- Born: June 25, 1936 Ciénaga
- Died: June 15, 2018 (aged 81) Hospital Militar de Bogotá
- Allegiance: Colombian
- Branch: National Army of Colombia
- Commands: National Army of Colombia
- Other work: Professor of political science at Del Rosario University, Ambassador of Colombia in Greece and philosopher

= Manuel José Bonnet =

Manuel José Bonnet Locarno (25 June 1936 – 15 June 2018) was a Colombian military officer, Commander of the National Army of Colombia between December 1996 and July 1997, under the presidency of Ernesto Samper. Born in Ciénaga (Magdalena department), Bonnet also was Commandant during Toma de Miraflores.
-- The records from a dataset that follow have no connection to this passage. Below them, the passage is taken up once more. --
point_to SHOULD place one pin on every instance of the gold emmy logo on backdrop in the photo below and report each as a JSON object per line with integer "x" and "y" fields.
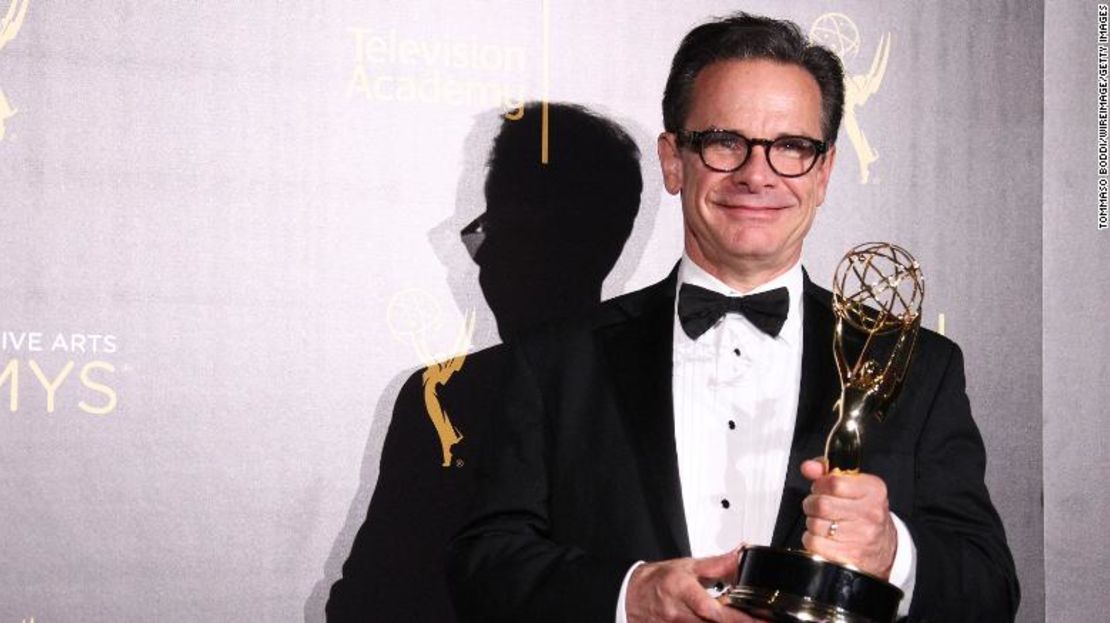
{"x": 412, "y": 314}
{"x": 839, "y": 33}
{"x": 9, "y": 28}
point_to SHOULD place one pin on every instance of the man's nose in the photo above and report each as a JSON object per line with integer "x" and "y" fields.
{"x": 756, "y": 171}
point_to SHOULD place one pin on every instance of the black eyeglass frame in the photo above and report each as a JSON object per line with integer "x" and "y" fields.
{"x": 696, "y": 140}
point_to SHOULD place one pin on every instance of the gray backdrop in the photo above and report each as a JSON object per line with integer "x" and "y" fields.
{"x": 239, "y": 222}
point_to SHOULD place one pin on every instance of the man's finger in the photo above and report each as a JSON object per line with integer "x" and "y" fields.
{"x": 722, "y": 568}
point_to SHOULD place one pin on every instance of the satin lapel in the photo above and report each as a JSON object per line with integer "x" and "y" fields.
{"x": 638, "y": 351}
{"x": 818, "y": 392}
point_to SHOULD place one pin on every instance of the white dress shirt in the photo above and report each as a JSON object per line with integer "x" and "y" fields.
{"x": 735, "y": 392}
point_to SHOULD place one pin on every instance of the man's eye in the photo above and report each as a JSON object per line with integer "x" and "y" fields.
{"x": 794, "y": 147}
{"x": 724, "y": 141}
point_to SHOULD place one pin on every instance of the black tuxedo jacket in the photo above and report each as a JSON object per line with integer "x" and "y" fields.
{"x": 579, "y": 475}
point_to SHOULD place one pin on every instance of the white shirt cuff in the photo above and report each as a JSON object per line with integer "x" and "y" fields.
{"x": 622, "y": 613}
{"x": 904, "y": 571}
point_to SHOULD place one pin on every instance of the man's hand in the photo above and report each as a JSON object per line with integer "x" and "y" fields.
{"x": 864, "y": 534}
{"x": 674, "y": 591}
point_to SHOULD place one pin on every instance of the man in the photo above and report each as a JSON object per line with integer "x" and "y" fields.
{"x": 639, "y": 448}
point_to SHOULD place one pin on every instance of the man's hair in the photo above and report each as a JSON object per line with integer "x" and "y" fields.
{"x": 744, "y": 36}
He was a distinguished intellectual, professor of political science at Del Rosario University, Ambassador of Colombia in Greece and philosopher.

In 2010, he was appointed acting governor of Magdalena by President Juan Manuel Santos in replacement of Governor-elect Omar Díazgranados, who was dismissed for irregularities in hiring, until 2012. He testified at the Inter-American Court of Human Rights about the Mapiripán Massacre.

General Manuel José Bonnet died of cancer on the morning of Friday, June 15, 2018 at the Hospital Militar de Bogotá. The funeral took place the following day.